Do be careful when judging the spiciness of your filling choice. Spicy salmon is delicious, but depending on your tolerance a little can go a long way. Be aware that sushi is generally made with just a dab of wasabi, or Japanese horseradish. Unless you’ve tried it and really enjoy it, don’t add wasabi to your first bite of a hand roll or a maki roll. 


Sashimi is just the fish; there is no rice on the plate when you order sashimi. Sashimi is only eaten with chopsticks; it’s never finger food. It should be noted that sushi is not cheap. Bargain sushi should be viewed with caution. Because the main ingredients of sushi may need to be flown in each day, it’s worth the money. 

If you really love a particular fish, such as raw salmon or raw tuna, then sashimi is a great way to spend your sushi budget. You get unadulterated flavor and no rice to fill up your tummy. However, if you’re just starting out, don’t start with sashimi. 


When considering sashimi vs. nigiri, think of nigiri as an unrolled piece of maki minus the nori.

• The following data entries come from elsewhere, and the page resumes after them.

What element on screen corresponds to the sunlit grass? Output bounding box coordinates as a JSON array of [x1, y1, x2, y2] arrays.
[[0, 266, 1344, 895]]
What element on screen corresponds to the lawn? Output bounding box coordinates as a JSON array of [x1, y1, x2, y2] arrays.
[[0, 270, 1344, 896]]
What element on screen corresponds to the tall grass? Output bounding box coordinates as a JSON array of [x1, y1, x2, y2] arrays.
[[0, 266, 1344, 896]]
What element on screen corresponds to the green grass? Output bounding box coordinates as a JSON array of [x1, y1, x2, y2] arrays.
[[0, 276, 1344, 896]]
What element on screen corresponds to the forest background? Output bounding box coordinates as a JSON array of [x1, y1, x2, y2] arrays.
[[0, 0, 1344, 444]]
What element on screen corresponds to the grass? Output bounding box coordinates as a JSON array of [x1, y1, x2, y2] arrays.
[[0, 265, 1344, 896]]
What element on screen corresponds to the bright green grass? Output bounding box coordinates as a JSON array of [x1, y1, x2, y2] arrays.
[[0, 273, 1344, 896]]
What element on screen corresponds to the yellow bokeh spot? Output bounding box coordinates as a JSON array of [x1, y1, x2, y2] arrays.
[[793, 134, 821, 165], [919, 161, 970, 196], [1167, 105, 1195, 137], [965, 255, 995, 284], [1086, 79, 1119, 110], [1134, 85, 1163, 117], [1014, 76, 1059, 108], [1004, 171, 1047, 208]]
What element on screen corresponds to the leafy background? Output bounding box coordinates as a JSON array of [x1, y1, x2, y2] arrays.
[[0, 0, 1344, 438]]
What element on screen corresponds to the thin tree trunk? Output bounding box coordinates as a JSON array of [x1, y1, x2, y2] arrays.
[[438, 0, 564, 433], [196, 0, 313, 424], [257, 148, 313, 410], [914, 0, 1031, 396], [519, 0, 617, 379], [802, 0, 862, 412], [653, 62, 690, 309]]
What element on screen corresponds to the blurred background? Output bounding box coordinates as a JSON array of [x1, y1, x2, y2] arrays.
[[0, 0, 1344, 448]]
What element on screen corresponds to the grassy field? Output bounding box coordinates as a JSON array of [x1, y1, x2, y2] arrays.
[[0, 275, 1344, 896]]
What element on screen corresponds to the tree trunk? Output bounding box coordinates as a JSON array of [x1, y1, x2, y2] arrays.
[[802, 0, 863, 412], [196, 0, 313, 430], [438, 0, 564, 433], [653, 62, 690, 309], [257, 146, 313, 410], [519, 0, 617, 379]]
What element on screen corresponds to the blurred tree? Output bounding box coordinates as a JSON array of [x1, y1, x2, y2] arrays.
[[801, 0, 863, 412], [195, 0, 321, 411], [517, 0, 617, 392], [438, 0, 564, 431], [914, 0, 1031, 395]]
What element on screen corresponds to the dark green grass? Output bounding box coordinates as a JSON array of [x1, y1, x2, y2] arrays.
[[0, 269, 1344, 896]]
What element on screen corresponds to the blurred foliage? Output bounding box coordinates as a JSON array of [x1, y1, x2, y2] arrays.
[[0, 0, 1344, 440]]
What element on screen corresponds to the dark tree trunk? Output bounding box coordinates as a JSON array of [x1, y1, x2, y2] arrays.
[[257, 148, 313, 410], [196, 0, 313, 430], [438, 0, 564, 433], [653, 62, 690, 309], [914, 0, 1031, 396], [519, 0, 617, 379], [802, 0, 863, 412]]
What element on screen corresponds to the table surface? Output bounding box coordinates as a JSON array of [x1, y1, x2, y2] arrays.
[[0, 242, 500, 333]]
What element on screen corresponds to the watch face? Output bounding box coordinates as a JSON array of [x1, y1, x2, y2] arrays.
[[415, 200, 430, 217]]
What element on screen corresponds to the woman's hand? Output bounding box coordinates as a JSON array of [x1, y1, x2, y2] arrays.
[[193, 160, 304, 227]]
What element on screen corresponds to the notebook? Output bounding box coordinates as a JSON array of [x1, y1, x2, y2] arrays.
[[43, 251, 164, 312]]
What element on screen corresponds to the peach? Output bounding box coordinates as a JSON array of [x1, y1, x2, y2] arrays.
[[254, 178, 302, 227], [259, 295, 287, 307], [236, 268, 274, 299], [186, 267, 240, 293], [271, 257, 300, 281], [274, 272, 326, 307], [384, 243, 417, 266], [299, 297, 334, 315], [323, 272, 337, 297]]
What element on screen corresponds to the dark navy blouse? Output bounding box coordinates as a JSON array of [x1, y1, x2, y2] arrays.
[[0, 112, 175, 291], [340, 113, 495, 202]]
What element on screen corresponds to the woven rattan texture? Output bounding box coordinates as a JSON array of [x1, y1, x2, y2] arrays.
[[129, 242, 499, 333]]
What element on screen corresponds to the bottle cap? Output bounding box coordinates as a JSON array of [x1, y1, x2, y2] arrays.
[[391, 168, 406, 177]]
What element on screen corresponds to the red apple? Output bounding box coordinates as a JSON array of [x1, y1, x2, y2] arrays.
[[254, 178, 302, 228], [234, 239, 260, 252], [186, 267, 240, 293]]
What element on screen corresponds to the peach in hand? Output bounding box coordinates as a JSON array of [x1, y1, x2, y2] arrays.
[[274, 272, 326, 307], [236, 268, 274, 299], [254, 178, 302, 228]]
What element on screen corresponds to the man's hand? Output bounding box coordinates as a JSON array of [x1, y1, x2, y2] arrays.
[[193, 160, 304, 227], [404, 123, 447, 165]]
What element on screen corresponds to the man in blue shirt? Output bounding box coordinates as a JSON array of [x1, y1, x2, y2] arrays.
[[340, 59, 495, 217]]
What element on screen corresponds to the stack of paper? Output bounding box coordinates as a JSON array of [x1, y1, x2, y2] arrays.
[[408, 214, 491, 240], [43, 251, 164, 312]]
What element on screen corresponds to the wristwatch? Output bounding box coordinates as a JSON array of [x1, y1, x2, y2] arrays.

While a maki will include 5 or six pieces, nigiri is generally just two piece of fish, laid over a bit of rice with a smear of wasabi between the fish and the rice. 

A quick tip for folks who love seafood: Do not order your favorite cooked product in the raw form. Seared scallops, for those who love them, are sweet and fatty. Raw scallops are the closest thing to straight up shortening that this scallop fan has ever eaten. If you love deep fried squid, be aware that raw squid is really chewy. 

Is It Safe To DIY Sushi? 

It really depends on your fishmonger. If you don’t have a fishmonger, find one. Grocery store raw fish, unless you live near the water or know that they fly in fish each day, is not a good choice for sushi. If your grocery store does sell sushi, watch the prep process and buy it as soon as you see it get placed in the cooler. 

Be aware that your first rolls will not look like what you find at your favorite sushi restaurant. It actually takes 10 years to become a fully qualified sushi chef in Japan. Unless you’re really ready to invest in the tools and put in the practice time to create tidy rolls. 

All versions of sushi offer a great way to eat clean, fresh fish. If you’ve been eating sushi for a while and find the flavor a bit blah, go to your favorite sushi restaurant for lunch instead of dinner. Your fish will have come off the shipping ice less recently and the flavor will be different. 

Sushi is a nutritious and delicious meal that your family can enjoy together. If your family is new to sushi rolling, consider using cooked meats. Sushi rolling with your family can be a fun and exciting experience for all family members involved, bringing you together for fun and for good health.